5.2.  Common Data Structures

   Before specifying the specific types that may be placed in a PKIBody,
   we define some data structures that are used in more than one case.

5.2.1.  Requested Certificate Contents

   Various PKI management messages require that the originator of the
   message indicate some of the fields that are required to be present
   in a certificate.  The CertTemplate structure allows an end entity or
   RA to specify as much as it wishes about the certificate it requires.
   CertTemplate is identical to a Certificate, but with all fields
   optional.

   Note that even if the originator completely specifies the contents of
   a certificate it requires, a CA is free to modify fields within the
   certificate actually issued.  If the modified certificate is
   unacceptable to the requester, the requester MUST send back a
   certConf message that either does not include this certificate (via a
   CertHash), or does include this certificate (via a CertHash) along
   with a status of "rejected".  See Section 5.3.18 for the definition
   and use of CertHash and the certConf message.

   See Appendix C and [CRMF] for CertTemplate syntax.

5.2.2.  Encrypted Values

   Where encrypted values (restricted, in this specification, to be
   either private keys or certificates) are sent in PKI messages, the
   EncryptedValue data structure is used.

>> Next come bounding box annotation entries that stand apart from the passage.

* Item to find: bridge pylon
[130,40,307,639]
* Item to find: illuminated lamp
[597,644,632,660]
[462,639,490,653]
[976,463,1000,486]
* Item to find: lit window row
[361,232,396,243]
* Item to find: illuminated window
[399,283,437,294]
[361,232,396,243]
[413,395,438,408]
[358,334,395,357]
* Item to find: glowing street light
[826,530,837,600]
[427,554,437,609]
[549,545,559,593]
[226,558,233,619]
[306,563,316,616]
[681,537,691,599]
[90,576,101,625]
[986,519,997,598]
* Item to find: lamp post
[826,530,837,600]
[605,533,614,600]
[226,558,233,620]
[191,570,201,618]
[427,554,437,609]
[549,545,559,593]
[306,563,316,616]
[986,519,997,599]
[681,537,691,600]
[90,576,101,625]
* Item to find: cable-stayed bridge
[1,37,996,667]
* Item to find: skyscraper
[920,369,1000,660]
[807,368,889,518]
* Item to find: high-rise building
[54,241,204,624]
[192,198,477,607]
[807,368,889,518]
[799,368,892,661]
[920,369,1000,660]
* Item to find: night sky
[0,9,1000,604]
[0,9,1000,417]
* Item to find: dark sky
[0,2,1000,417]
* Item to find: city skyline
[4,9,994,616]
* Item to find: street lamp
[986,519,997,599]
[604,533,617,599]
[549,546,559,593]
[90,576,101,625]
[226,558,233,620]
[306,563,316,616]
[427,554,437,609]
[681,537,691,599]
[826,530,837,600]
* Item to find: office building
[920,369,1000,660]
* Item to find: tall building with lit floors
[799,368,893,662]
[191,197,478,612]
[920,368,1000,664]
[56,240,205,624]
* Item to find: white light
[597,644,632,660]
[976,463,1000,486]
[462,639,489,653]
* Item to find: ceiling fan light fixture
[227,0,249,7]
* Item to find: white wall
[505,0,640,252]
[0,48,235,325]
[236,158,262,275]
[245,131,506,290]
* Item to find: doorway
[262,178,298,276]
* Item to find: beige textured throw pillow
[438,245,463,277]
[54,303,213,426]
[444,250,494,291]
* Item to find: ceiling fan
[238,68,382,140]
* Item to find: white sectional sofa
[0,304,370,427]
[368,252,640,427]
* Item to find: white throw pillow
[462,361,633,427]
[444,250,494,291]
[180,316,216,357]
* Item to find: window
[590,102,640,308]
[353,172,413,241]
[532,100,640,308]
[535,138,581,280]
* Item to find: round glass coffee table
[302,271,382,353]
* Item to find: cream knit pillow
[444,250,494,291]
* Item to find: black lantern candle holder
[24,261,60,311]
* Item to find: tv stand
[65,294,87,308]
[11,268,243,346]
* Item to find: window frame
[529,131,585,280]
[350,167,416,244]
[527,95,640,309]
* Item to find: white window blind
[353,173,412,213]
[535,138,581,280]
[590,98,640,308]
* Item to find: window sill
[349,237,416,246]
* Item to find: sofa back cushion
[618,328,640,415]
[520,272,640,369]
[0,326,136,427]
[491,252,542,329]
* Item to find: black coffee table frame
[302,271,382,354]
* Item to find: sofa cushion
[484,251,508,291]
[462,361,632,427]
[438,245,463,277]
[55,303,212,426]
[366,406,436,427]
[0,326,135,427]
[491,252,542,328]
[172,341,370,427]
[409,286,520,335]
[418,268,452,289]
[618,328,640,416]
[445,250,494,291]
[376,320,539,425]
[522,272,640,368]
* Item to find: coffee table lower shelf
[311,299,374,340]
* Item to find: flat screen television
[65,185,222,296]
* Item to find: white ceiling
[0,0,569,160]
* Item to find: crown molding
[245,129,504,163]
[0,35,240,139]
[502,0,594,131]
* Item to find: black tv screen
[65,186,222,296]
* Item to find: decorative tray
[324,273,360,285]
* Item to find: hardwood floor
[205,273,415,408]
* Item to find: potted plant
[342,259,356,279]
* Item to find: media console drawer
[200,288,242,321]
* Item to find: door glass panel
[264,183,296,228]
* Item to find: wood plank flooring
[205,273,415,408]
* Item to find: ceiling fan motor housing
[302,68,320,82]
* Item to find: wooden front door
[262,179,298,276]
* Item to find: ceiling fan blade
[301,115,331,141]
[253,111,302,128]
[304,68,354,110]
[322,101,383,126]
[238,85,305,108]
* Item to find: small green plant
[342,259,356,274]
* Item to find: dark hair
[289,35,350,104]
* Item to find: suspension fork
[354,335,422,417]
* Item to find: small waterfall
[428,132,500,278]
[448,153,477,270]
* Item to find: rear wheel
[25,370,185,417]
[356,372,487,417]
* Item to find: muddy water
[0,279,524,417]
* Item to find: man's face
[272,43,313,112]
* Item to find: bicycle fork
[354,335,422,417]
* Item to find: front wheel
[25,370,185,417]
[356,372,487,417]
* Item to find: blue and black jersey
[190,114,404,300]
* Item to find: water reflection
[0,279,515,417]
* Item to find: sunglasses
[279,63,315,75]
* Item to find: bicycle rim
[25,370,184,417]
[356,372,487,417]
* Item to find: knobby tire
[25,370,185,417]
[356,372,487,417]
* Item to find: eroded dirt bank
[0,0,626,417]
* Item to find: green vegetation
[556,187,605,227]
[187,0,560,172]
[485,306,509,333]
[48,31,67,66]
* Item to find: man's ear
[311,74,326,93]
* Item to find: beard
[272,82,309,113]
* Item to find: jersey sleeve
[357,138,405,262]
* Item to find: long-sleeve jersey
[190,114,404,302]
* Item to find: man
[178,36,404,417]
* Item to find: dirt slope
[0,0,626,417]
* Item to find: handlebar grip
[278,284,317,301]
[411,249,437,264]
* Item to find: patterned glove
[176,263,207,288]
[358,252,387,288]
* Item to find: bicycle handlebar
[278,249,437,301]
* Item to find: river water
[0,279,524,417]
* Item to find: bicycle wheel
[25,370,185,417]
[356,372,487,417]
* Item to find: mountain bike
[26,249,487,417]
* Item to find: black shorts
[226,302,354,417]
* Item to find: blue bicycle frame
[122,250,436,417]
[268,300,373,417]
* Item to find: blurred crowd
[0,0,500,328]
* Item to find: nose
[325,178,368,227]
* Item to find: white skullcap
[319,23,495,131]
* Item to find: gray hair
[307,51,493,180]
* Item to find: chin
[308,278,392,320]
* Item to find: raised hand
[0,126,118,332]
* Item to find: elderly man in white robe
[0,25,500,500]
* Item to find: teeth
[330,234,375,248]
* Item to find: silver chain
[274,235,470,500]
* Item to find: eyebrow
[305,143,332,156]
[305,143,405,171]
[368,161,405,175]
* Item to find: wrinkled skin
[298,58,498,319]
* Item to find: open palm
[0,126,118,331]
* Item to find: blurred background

Top      Up      ToC       Page 32 
   See [CRMF] for EncryptedValue syntax.

   Use of this data structure requires that the creator and intended
   recipient be able to encrypt and decrypt, respectively.  Typically,
   this will mean that the sender and recipient have, or are able to
   generate, a shared secret key.

   If the recipient of the PKIMessage already possesses a private key
   usable for decryption, then the encSymmKey field MAY contain a
   session key encrypted using the recipient's public key.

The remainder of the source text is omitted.